A Safder Hussein, 34 anni e anche lui pachistano, qualche giorno prima era andata pure peggio. Anche economicamente. Dopo aver pagato 500 euro a un serbo che gli aveva promesso di portarlo al di là del confine, è stato abbandonato nei campi assieme a un connazionale. In cambio dei mille euro ottenuti, l'uomo che doveva condurli in Europa alla fine si è limitato ad aprire un varco nel filo spinato con delle cesoie. «Andate tranquilli, da questa parte i controlli non ci sono», le sue ultime parole prima di scomparire inghiottito dal buio. «E invece c'erano eccome: la polizia ci ha fatto stendere a terra e ci ha sciolto contro i cani» racconta Safder ancora scosso. Poi, come a voler confermare che non sta affatto mentendo, si cala i pantaloni e mostra il segno inequivocabile di un morso su una coscia. Anche in questo caso, niente ospedale: ributtato senza troppi complimenti oltreconfine, le prime cure del caso e gli antibiotici le hanno fornite i serbi.

PUGNO DI FERRO
Non si tratta di casi isolati. Le violenze su chi cerca di entrare illegalmente in Ungheria sono all'ordine del giorno. Scavalcare il filo spinato può costare fino a quattro anni di carcere e da Budapest il ministero della Giustizia ha spinto perché a questi casi fosse data la priorità nei tribunali. Solo che servono giudici, avvocati d'ufficio e soprattutto, per arrivare a una condanna, la confessione del reo o la testimonianza della polizia. Troppo tempo, troppo costoso. E così dallo scorso luglio il Parlamento, su input del governo, ha trovato una soluzione molto più economica: una legge consente di riportare in Serbia tutti i migranti trovati illegalmente in un raggio di otto chilometri dal confine. Tanto nessuno se ne accorge o ha modo di protestare se poi i chilometri sono nove o dieci. Proprio come accaduto a Khurram, al quale (pur conoscendo la legge) non è bastato camminare tutta la notte per evitare il respingimento. «È più facile picchiarli e rimandarli indietro che affrontare le procedure previste dallo stato di diritto» afferma Lydia Gall, la ricercatrice di Human Rights Watch che per prima, nei mesi scorsi, ha documentato le violenze sistematiche della polizia. «In pratica viene legalizzato l'illegale: aprono i cancelli che intervallano con regolarità il reticolato e lo richiudono alle spalle del profugo di turno. Quasi sempre dopo una buona dose di manganellate, perché sia da monito per gli altri. Semplice no? L'assunto di base è che se il trattamento è duro e le condizioni di vita cattive, i migranti sono spinti ad andare altrove».
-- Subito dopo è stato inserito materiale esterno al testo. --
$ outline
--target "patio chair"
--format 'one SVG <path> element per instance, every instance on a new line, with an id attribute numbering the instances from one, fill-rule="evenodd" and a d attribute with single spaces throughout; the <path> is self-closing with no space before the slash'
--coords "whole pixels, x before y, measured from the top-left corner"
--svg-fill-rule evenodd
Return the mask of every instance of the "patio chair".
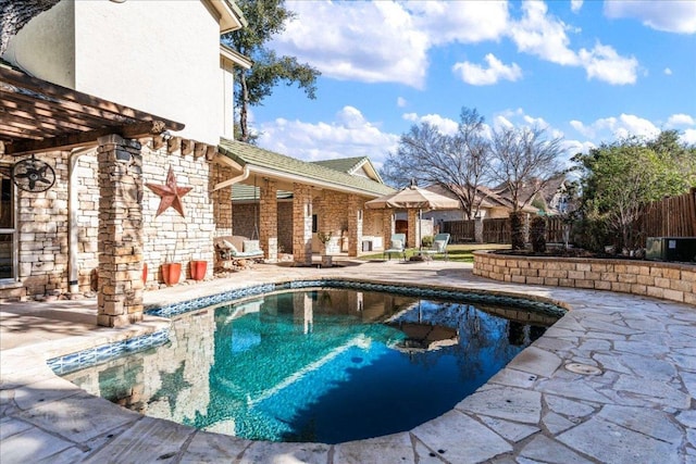
<path id="1" fill-rule="evenodd" d="M 247 268 L 254 262 L 263 260 L 263 250 L 258 240 L 249 240 L 243 236 L 216 237 L 213 240 L 219 267 L 233 269 Z"/>
<path id="2" fill-rule="evenodd" d="M 433 239 L 433 244 L 430 249 L 421 250 L 421 254 L 433 256 L 436 254 L 445 255 L 445 260 L 449 256 L 447 255 L 447 246 L 449 244 L 449 234 L 437 234 Z"/>
<path id="3" fill-rule="evenodd" d="M 391 260 L 391 253 L 400 254 L 406 261 L 406 234 L 394 234 L 391 236 L 389 248 L 382 252 L 382 259 L 386 254 L 388 260 Z"/>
E che le condizioni siano cattive non c'è dubbio. Dal lato serbo, centinaia di persone sono ancora ammassate sul confine meridionale, compresi tantissimi bambini. Vivono in condizioni sub-umane, con poca acqua potabile e - finché non si è offerta di portarli l'associazione Oltalom, vicina alla chiesa metodista - fino a pochi mesi fa senza nemmeno i bagni chimici. Anche se la rotta balcanica non si è affatto interrotta (in Serbia arrivano 200-300 persone al giorno dalla Bulgaria e adesso iniziano ad arrivare anche dall'Ucraina) le autorità ungheresi se la prendono comoda: accolgono solo 30 richieste di asilo al giorno e in media ci vogliono tre mesi solo per poter presentare le domande. Quasi tutte puntualmente respinte, anche per chi proviene da paesi in guerra come Siria o Iraq: nel primo quadrimestre del 2016, certifica l'Eurostat, con appena il 4 per cento Budapest ha avuto uno dei tassi di accoglimento più bassi di tutta la Ue. Solo la Croazia ha fatto peggio.

Se la parte amministrativa va a rilento, la militarizzazione voluta dal premier Orban è ben più efficiente: filo spinato, torri di guardia ogni 200 metri, agenti che scrutano col binocolo ogni minimo movimento degli arbusti al di là del reticolato. Una roccaforte nel nulla della campagna ungherese, presidiata giorno e notte, mitra in spalla, da 10 mila fra poliziotti e militari. Come nella Fortezza Bastiani del "Deserto dei tartari", tutti in attesa di un nemico invisibile.